Реакция лизиса

Реакцией лизиса называется растворение корпускулярного антигена при взаимодействии со специфическим антителом, адсорбирующим на своей поверхности комплемент. Важно подчеркнуть тот факт, что в связывании антигена и комплемента участвуют различные домены молекулы антитела: антиген связывается с N-концевыми участками тяжелых цепей, а комплимент, наоборот, - с участками, расположенными в С-концевых областях (Fс) тяжелых цепей молекул иммуноглобулинов.
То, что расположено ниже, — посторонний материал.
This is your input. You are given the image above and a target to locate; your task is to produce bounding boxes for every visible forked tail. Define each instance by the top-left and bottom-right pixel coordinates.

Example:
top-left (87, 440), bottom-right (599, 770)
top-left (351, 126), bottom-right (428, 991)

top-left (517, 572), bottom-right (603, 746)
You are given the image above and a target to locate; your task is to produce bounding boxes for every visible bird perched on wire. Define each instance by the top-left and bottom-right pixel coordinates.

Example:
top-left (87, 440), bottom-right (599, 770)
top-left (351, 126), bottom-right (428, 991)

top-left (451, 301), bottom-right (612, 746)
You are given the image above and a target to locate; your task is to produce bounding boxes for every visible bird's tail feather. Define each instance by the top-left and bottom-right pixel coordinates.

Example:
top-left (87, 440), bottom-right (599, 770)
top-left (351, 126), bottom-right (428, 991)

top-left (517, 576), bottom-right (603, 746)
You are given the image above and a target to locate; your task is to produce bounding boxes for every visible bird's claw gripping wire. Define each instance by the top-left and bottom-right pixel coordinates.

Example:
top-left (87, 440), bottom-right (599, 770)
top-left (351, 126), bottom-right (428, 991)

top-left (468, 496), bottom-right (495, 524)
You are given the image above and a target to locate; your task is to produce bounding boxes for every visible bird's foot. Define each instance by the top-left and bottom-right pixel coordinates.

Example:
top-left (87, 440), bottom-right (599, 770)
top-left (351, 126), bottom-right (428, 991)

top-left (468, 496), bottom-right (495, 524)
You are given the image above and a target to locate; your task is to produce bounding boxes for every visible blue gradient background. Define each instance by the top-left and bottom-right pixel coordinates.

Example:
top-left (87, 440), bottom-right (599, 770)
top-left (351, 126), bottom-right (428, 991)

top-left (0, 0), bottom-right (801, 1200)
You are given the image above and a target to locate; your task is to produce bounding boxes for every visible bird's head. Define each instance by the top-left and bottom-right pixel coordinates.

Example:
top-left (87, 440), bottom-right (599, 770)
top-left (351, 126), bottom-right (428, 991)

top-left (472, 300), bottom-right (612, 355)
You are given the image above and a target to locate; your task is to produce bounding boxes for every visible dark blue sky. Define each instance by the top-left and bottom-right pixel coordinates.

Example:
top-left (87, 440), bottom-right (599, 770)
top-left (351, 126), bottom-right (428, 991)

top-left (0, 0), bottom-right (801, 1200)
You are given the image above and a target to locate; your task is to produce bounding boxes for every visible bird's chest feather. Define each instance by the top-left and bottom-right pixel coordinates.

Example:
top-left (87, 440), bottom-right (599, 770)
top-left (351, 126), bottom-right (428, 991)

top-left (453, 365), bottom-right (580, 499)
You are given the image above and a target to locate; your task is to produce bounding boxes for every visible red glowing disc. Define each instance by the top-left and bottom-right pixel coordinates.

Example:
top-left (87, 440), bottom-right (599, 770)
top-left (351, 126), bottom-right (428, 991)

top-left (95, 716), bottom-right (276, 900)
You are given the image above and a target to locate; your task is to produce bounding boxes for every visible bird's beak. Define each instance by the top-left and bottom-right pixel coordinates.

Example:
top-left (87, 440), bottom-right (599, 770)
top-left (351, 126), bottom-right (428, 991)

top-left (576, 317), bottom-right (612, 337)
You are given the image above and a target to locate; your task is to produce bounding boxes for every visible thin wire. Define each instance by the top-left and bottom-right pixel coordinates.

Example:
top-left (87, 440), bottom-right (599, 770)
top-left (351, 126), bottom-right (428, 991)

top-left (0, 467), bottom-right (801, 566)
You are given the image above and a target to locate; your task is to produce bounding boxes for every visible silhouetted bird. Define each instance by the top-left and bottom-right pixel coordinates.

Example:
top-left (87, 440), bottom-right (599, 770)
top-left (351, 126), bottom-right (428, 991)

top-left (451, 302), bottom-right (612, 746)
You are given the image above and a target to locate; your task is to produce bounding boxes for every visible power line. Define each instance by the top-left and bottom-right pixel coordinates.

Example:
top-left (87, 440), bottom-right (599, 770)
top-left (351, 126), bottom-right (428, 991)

Если иммуноглобулины при содействии комплемента разрушают эритроциты, из последних выходит гемоглобин и реагирующая смесь из мутной взвеси эритроцитов преобразуется в прозрачную красную жидкость, так называемую «лаковую кровь». Реакцию в данном случае называют реакцией гемолиза. Это очень чувствительная реакция, способная выявить 0,0002 мг азота белка антител в 1 мл.

Принцип гемолиза положен в основу метода локального гемолиза в геле, предложенного Н.К. Ерне и А.А. Нордин (1963) для выявления клеток, образующих антитела. В основе метода лежит контакт антигена (эритроцитов барана) в гелевой среде с лимфоидными клетками иммунизированных животных. Антитела (гемолизины) от синтезирующих их клеток диффундируют в гель и связываются с эритроцитами. Последующее добавление комплемента обуславливает лизис эритроцитов вокруг антителопродуцирующих клеток, образуя просветы (зоны гемолиза) на розовом фоне. В центре каждой зоны находится клетка, образующая антитела к эритроцитам. Сосчитав число зон, можно определить число этих клеток. Зная общее число внесенных в гель лимфоидных клеток, можно рассчитать число клеток, образующих антитела, на 10⁶ или 10⁷ клеток исследуемого органа.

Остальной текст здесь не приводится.